Speaker Johnson: No ‘commitment’ on Biden impeachment as Greene threatens to force vote
Speaker Mike Johnson (R-La.) on Tuesday refused to commit to staging a vote on impeaching President Biden over the situation at the southern border, after Rep. Marjorie Taylor Greene (R-Ga.) threatened to force a vote on the matter.
“I’m not making any commitment on that this morning,” Johnson said when asked about Greene’s comments the day before. “We have to let the constitutional process and our constitutional responsibility play out.”
Johnson said it is possible Biden committed impeachable offenses while president, but he emphasized the importance of Congress’s impeachment authority and stressed the process must be respected.
“The impeachment power is one that we wield very carefully here. As I’ve said so many times, next to the declaration of war, it’s the heaviest power that Congress has. It needs to be very methodical,” Johnson said.
“I think President Biden’s the worst president in the history of the country. And there may well be impeachable offenses,” he added. “There’s an investigation process that’s gone about, that has been looked at, of our committees of jurisdiction, and the process continues.”
The comments came less than 24 hours after Greene told reporters she was considering forcing a vote on her articles of impeachment against Biden for his handling of the situation at the southern border. The impeachment resolution accuses Biden of violating his oath of office and failing to follow immigration laws.
The Georgia Republican said she was going to trigger her resolution Monday night but decided to hold off until she spoke with Johnson. She made the threat the night before Biden was expected to roll out an executive order cracking down on the situation at the southern border.
“I’m mad,” she told reporters. “I didn’t come up here to hang out with everybody and go ‘oh, hey, guys.’ I mean, my people at home are mad. Everybody across this country are furious. We don’t want a banana republic — we want an actual legitimate government. We want a real justice system. We don’t have one right now.”
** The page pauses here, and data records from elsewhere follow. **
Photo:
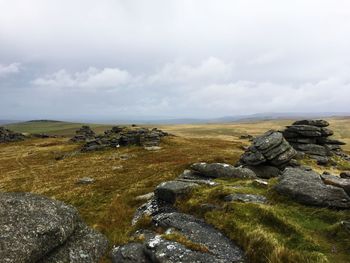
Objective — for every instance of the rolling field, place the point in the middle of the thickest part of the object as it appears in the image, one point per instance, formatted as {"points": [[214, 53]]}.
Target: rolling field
{"points": [[52, 167]]}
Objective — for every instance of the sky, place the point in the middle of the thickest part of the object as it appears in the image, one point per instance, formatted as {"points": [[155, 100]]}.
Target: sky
{"points": [[119, 59]]}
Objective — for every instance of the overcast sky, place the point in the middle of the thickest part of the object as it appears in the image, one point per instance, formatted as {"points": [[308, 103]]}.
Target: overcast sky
{"points": [[110, 59]]}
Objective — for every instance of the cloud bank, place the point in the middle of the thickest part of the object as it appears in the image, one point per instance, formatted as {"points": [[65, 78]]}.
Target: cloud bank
{"points": [[115, 59]]}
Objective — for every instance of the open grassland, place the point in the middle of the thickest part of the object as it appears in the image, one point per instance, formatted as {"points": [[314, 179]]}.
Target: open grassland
{"points": [[281, 231]]}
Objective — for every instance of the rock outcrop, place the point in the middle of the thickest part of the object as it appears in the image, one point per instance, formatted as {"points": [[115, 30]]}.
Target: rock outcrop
{"points": [[313, 138], [84, 134], [307, 187], [35, 228], [10, 136], [121, 136], [210, 244], [269, 149]]}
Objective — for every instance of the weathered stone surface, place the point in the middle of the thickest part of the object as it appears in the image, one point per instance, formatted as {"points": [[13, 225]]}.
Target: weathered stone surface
{"points": [[265, 171], [325, 140], [345, 175], [318, 123], [222, 170], [306, 187], [129, 253], [172, 190], [35, 228], [196, 230], [337, 181], [151, 208], [270, 148], [312, 149], [303, 130], [246, 198], [85, 245], [10, 136]]}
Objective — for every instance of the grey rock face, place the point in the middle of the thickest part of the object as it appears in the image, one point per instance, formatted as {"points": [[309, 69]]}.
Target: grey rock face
{"points": [[222, 170], [312, 138], [172, 190], [270, 149], [307, 187], [317, 123], [196, 230], [35, 228], [10, 136], [265, 171], [337, 181], [246, 198], [129, 253]]}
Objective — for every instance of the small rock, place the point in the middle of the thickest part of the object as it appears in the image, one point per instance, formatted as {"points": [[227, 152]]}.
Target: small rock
{"points": [[259, 182], [85, 180], [222, 170], [246, 198], [145, 197], [172, 190], [152, 148], [345, 174]]}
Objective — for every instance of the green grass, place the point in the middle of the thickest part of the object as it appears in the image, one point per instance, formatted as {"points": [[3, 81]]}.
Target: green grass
{"points": [[279, 231]]}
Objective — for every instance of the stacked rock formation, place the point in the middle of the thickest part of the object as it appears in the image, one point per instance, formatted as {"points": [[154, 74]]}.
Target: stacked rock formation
{"points": [[85, 133], [269, 149], [10, 136], [121, 136], [313, 138], [35, 228], [155, 248]]}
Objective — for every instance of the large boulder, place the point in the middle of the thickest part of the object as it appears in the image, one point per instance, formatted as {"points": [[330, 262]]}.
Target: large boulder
{"points": [[221, 170], [317, 123], [270, 148], [10, 136], [170, 191], [35, 228], [307, 187]]}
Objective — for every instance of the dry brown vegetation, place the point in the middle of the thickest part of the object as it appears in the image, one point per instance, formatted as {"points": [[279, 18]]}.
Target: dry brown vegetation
{"points": [[52, 167]]}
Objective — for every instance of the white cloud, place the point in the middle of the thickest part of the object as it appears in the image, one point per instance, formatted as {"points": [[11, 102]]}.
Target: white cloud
{"points": [[9, 69], [92, 78]]}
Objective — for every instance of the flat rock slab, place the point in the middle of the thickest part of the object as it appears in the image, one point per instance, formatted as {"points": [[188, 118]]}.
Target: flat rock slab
{"points": [[35, 228], [171, 190], [337, 181], [317, 123], [196, 230], [265, 171], [222, 170], [307, 187], [246, 198]]}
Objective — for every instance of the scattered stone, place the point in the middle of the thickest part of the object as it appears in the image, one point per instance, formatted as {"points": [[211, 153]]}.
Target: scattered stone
{"points": [[145, 197], [259, 182], [129, 253], [246, 198], [85, 133], [222, 170], [86, 180], [345, 174], [307, 187], [122, 136], [35, 228], [10, 136], [337, 181], [219, 246], [172, 190], [312, 138], [265, 171], [152, 148], [317, 123], [270, 148]]}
Johnson and Greene spoke in the Capitol on Tuesday. The Speaker said the conversation was “productive,” a characterization the Georgia Republican rejected.
“It’s only productive to me when there’s action taken,” Greene said.
Asked when the congresswoman would force a vote on her impeachment resolution — on Monday, she said she would do so if Johnson refused to put it on the floor — she said she first wants to review Biden’s executive order.
“I’m gonna continue talks on impeachment,” Greene said. “We need to see this executive order that’s coming out.”
But pressed on what she asked Johnson for during their meeting, Greene largely focused on former President Trump’s conviction in the New York hush money case, demanding that the Speaker take action to respond to the guilty charges.
“I am urging in the loudest, most possible way, that Republicans across the country and many Americans in general are sick and tired and fed up with a feckless, useless, Republican Party and conference that does nothing,” she said. “They’re completely tired of the committee hearings, the interviews on television, these interviews here, they are so over it.”
“Honestly, how people feel is our country literally changed when 34 felony counts were turned into convictions against President Trump,” she added.
The congresswoman said she brought Johnson a “list of ideas,” but did not specify what it includes.